Zum Nachdenken
Stellen Sie sich vor, Sie kommen nach einem harten Arbeitstag nachhause, freuen Sich auf Ihre Familie und verbringen noch ein paar Stunden zuhause und gehen um 22h friedlich ins Bett.
Um 23h laut und schrill "PIEP PIEP PIEP PIEP PIEP" der Funkwecker meldet sich rauscht kurz und dann hören Sie auch schon die Durchsage "Einsatz für die Freiwillige Feuerwehr Jettingen schwerer Verkehrsunfall mit zwei eingeklemmten Personen."
Während die Durchsage läuft, langsam Wach werden und sich dabei schnell anziehen und Autoschlüssel suchen und ab ins Gerätehaus, dort Einsatzkleidung schnappen wieder schnell anziehen und ab in ein Fahrzeug.
Ständig im Kopf die Gedanken "was erwartet uns", "kommen wir noch rechtzeitig?" "Ist es vielleicht gar nicht so schlimm", oder "gibt es vielleicht mehr Verletzte oder gar Tote?"
Im Kopf solche Bilder:

Gut das Feuerwehrfahrzeug ist voll und rückt aus. Blaulicht an, beim Verlassen des FW Hofes Martinshorn an (§38StVo), nicht etwa um die Bevölkerung zu wecken weil ja die Feuerwehr auch wach ist, sondern um Unfälle beim einfahren in Kreuzungen zu verhindern.
Natürlich denken Sie sich, was ist jetzt schon wieder passiert, oder hoffentlich kommen Sie noch rechtzeitig, aber am Wahrscheinlichsten ist "Warum müssen die Idioten Nachts um 23h mit Martinshorn die halbe Stadt aufwecken?".
Aber diese "Idioten" haben bis vor fünf Minuten auch noch friedlich in Ihrem Bett geschlafen, und auch diese "Idioten" müssen am nächsten Tag auch wieder zum Arbeiten.

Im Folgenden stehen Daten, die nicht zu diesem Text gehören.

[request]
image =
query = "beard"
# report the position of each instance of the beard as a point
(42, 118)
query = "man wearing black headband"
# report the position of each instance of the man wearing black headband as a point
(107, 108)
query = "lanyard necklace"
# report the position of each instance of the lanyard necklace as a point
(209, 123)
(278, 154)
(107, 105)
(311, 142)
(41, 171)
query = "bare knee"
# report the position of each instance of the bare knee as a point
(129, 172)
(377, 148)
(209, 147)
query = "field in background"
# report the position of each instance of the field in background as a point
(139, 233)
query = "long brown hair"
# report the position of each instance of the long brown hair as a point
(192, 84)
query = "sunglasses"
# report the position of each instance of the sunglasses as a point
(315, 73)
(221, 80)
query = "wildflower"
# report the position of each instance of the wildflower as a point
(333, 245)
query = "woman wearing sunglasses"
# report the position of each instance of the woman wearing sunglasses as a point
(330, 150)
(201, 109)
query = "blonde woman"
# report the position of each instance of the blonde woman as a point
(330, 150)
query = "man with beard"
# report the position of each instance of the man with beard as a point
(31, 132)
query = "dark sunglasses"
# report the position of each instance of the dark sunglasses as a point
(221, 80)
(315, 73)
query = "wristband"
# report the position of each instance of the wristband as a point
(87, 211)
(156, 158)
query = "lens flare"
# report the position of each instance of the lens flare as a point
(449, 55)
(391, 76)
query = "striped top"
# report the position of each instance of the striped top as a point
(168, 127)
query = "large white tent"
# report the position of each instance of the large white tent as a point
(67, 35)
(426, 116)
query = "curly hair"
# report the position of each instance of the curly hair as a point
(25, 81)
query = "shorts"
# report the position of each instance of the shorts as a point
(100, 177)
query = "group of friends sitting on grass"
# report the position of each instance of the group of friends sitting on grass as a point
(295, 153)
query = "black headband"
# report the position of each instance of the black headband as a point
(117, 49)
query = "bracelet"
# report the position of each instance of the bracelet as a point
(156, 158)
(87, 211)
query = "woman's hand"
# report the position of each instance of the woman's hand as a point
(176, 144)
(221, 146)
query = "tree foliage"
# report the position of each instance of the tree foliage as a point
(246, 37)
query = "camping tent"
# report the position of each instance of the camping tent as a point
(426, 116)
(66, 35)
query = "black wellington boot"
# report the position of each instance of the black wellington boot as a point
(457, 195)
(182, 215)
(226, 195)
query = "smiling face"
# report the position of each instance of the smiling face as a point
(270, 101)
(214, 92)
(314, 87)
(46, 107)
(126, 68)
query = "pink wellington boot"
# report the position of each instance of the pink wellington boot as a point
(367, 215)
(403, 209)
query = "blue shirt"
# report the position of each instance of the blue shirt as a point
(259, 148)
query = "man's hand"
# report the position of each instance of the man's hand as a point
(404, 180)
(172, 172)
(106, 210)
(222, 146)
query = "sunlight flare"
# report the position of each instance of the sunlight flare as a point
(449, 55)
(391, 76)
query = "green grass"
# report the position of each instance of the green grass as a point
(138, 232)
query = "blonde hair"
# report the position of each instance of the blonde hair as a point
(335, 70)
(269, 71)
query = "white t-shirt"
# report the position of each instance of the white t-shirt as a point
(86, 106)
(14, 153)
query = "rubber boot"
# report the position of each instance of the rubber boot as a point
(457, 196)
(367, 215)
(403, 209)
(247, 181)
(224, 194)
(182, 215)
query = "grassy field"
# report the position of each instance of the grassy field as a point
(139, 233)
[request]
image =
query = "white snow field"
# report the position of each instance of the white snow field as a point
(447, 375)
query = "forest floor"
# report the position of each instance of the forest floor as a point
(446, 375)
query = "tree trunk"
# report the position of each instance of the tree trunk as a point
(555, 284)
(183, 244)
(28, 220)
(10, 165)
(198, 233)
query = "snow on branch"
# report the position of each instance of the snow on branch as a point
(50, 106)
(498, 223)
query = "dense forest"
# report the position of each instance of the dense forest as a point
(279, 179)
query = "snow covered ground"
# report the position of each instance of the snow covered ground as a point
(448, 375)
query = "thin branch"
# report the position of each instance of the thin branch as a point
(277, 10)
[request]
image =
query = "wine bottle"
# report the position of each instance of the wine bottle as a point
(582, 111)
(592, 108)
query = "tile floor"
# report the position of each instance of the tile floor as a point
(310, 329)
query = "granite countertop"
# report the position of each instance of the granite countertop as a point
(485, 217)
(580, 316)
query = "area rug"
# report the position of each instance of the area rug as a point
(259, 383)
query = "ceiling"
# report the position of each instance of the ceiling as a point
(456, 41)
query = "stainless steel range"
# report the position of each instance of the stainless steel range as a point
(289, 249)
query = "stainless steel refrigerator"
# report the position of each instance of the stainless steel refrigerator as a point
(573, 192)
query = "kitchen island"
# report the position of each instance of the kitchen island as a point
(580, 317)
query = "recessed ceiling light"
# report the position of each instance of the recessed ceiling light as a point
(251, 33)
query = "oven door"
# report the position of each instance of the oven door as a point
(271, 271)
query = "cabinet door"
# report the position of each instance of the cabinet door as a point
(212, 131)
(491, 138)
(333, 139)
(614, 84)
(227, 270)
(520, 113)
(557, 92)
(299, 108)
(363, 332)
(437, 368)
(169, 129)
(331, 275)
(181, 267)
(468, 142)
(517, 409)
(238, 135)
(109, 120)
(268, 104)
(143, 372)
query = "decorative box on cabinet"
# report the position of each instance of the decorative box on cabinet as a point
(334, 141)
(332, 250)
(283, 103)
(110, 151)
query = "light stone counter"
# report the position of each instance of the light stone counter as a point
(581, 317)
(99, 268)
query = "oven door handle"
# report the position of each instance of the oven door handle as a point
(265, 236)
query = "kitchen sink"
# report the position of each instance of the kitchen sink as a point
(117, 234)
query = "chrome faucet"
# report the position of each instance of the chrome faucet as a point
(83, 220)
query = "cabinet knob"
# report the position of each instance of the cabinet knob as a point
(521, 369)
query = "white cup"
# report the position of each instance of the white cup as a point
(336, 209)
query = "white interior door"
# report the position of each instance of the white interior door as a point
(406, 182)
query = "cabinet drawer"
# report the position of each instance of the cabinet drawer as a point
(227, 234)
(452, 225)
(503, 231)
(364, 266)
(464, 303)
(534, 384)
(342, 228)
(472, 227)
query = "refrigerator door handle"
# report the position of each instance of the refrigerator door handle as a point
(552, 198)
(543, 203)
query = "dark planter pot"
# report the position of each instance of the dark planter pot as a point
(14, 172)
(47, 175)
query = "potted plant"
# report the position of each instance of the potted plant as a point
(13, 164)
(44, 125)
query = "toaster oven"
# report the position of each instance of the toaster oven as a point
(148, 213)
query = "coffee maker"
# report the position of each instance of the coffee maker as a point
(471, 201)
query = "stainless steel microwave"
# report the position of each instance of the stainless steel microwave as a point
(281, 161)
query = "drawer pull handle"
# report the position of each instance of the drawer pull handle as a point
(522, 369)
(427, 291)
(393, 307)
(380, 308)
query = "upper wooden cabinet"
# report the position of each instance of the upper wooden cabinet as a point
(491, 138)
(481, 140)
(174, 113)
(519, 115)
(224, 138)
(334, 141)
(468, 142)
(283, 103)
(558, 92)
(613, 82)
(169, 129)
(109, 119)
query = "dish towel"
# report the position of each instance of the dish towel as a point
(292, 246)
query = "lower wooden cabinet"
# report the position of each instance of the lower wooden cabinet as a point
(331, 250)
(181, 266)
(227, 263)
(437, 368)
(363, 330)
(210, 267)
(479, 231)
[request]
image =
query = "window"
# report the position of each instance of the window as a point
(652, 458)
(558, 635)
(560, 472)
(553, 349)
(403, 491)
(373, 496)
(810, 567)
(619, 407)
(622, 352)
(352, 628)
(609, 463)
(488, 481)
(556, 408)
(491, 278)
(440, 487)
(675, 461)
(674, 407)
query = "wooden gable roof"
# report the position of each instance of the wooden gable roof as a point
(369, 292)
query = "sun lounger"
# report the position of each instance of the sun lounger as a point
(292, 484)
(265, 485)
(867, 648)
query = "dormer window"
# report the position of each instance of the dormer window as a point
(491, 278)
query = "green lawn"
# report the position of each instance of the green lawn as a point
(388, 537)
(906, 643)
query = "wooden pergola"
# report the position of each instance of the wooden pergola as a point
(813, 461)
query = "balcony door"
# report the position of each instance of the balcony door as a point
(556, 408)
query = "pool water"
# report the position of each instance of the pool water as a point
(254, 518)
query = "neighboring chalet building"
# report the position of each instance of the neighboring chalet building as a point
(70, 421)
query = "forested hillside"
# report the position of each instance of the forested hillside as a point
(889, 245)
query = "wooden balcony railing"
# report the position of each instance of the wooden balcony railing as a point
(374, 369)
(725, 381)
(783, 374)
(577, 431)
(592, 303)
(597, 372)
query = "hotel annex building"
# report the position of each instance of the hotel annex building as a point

Gut kaum ausgerückt, sind wir auch schon am
Einsatzort. Aussteigen, Aufstellen, der Gruppenführer oder Einsatzleiter
erkundet die Lage, kommt wieder und informiert die bereitstehende Mannschaft:
Verkehrsunfall mit zwei eingeklemmten, schwerverletzten Personen, Spreizer und
Rettungsschere zur Personenbefreiung vor. Beleuchtung aufbauen und
Brandsicherung durchführen.

Nach ca. 40-60 Minuten (je nach Kreislaufzustand) sind beide Schwerverletzten befreit und dem Rettungsdienst übergeben, aber jetzt ist die Arbeit für die Feuerwehr noch lang nicht beendet, jetzt beginnt die Aufräumarbeit, warten auf den Gutachter, Nachts die Einsatz ausleuchten für den Gutachter, Öl abbinden, Straße kehren,...!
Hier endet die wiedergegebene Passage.